Merci pour ce partage !

   David   
20/10/2022
 a aimé ce texte 
Passionnément
Bonsoir Raoul,

Le titre me fait rire, par rapport à l'expression : "ça coute un bras !" et ça va faire contraste avec le texte, très funeste. J'ai aussitôt pensé à la Shoah : Le "ils ouvert les portes" ressemblera de plus en plus à un contresens, le "entre chiens et loups" m'évoquera "nuit et brouillard", "lanternaient" même, me fait penser aux gestes du chef de quai pour annoncer le départ d'un train, à cette époque peu électrifiée. La première phrase est en accord avec les tris effectués dans les camps de la mort, maintes fois témoignés.

La liste est magnifique ! C'est peut-être étrange de la qualifier ainsi mais elle n'est pas "à la Prévert", pas vraiment comme dans la bible pour ses nombreuses généalogies non plus. C'est aussi une époque, de "faire la liste", celle-là même. Aujourd'hui, on fait des tableaux, des Power Point en dessin, on ne fait plus de liste linéaire comme cela, dure à lire, comme dans le temps. Mais elle n'est pas si rêche cette liste, il y a l'encart de "– sa mère –" (et les autres, quelles filiations se dira-t'on ? Je pense que l'important n'est pas la réponse mais justement de se poser la question, comme si les questions en suspend était la clé à ne pas oublier, une certaine idée de la liberté : On ne saura pas, mais on aura demander !) et de même avec le second encart de "– tenancière –" puis le troisième "– la Parisienne –", puis le quatrième "– au doigt coupé –", puis le cinquième "– une grande blonde –". Tous ces prénoms étaient en vogue au milieu du siècle dernier, on en croise encore quelques unes aujourd'hui. Aucune n'est dite "- juive--" et pourtant à ma lecture et à travers ces points, je trouve que ça crie.

Comme dans cette seconde phrase du poème, ce "— N'y va pas !"
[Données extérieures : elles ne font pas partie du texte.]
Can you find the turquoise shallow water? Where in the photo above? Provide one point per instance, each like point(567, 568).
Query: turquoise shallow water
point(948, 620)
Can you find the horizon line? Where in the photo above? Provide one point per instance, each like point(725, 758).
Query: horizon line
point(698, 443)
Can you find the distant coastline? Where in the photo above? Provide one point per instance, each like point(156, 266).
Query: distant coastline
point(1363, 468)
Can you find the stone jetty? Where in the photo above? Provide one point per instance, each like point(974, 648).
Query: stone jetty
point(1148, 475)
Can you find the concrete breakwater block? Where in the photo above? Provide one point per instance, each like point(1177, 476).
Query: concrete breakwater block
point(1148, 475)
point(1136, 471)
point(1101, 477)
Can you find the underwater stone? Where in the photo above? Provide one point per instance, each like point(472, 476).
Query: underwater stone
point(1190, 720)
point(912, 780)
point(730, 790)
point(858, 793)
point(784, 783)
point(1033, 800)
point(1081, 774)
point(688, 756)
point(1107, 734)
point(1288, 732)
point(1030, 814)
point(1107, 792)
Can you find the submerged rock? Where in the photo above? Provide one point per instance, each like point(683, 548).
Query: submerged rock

C'est pourquoi je la trouve magnifique, cette liste au milieu de ce poème, et je ne pense pas qu'on pourrait y lire de la même façon l'esclavage ou le goulag. En omettant les mots-clés de la Shoah, ça révèle, ça percute. Les personnes qui ont vécu cette époque et ces drames n'avaient pas les mots-clés non plus, ils pouvaient juste, comme nous, se poser des questions, même si les réponses ne risquaient pas de tomber.

   MartinHer   
22/10/2022
 a aimé ce texte 
Bien ↑
Définitivement j'aime les poèmes courts. Réussir à créer une image en si peu de lignes n'est pas évident. Serait-ce le pouvoir des prénoms ? Car même si je rejoins Zoe sur la faiblesse poétique d'une telle liste, je me demande si elle ne contient pas finalement un pouvoir - caché - de réminiscence, qui joue en faveur du reste de votre texte.
Merci pour la lecture.

   Pouet   
3/12/2022
 a aimé ce texte 
Beaucoup ↑
Slt,

un moment d'Histoire exposé avec pudeur, mais surtout avec une très grande force d'évoquation poétique.

Les prénoms donnent bien évidemment Vie au texte, le rendant à la fois intime et universel.

Le bras. Le bras désigne ceux qui iront vers la mort. Le bras. Le bras retient, cherche à retenir, à défaut d'enlacer. Le bras. Ce bras qui portera la marque de l'infamie.

Un texte vraiment puissant dans une forme de minimaliste litanie touchant au macrocosme d'une humanité désarticulée. Une certaine façon d'effleurer ces étoiles qui marquèrent autant le ciel que le cœur.

   Eskisse   
3/12/2022
 a aimé ce texte 
Beaucoup ↑
Bonjour Raoul,

" givrés dans un amas d'attente"
La mort n'est pas nommée mais le lecteur devine que ces camions y conduisent. C'est là toute la force de suggestion du poème.

La liste des prénoms me paraît essentielle quand on sait que le régime totalitaire imposait de nouveaux prénoms aux futurs déportés, prénoms devant les différencier du reste de la population, leur volant ainsi leur identité, quand on sait que l'entreprise d'extermination s'effectuait sur la base scrupuleuse de listes de noms.

La liste du poème prend le contre-pied de ces listes en mettant l'accent sur les prénoms, en donnant une humanité à ceux qui en avaient été privés et en endossant une fonction testimoniale.

Ce qui est bien rendu aussi par le poème, c'est l'ignorance de ce qui reste impensable, inimaginable.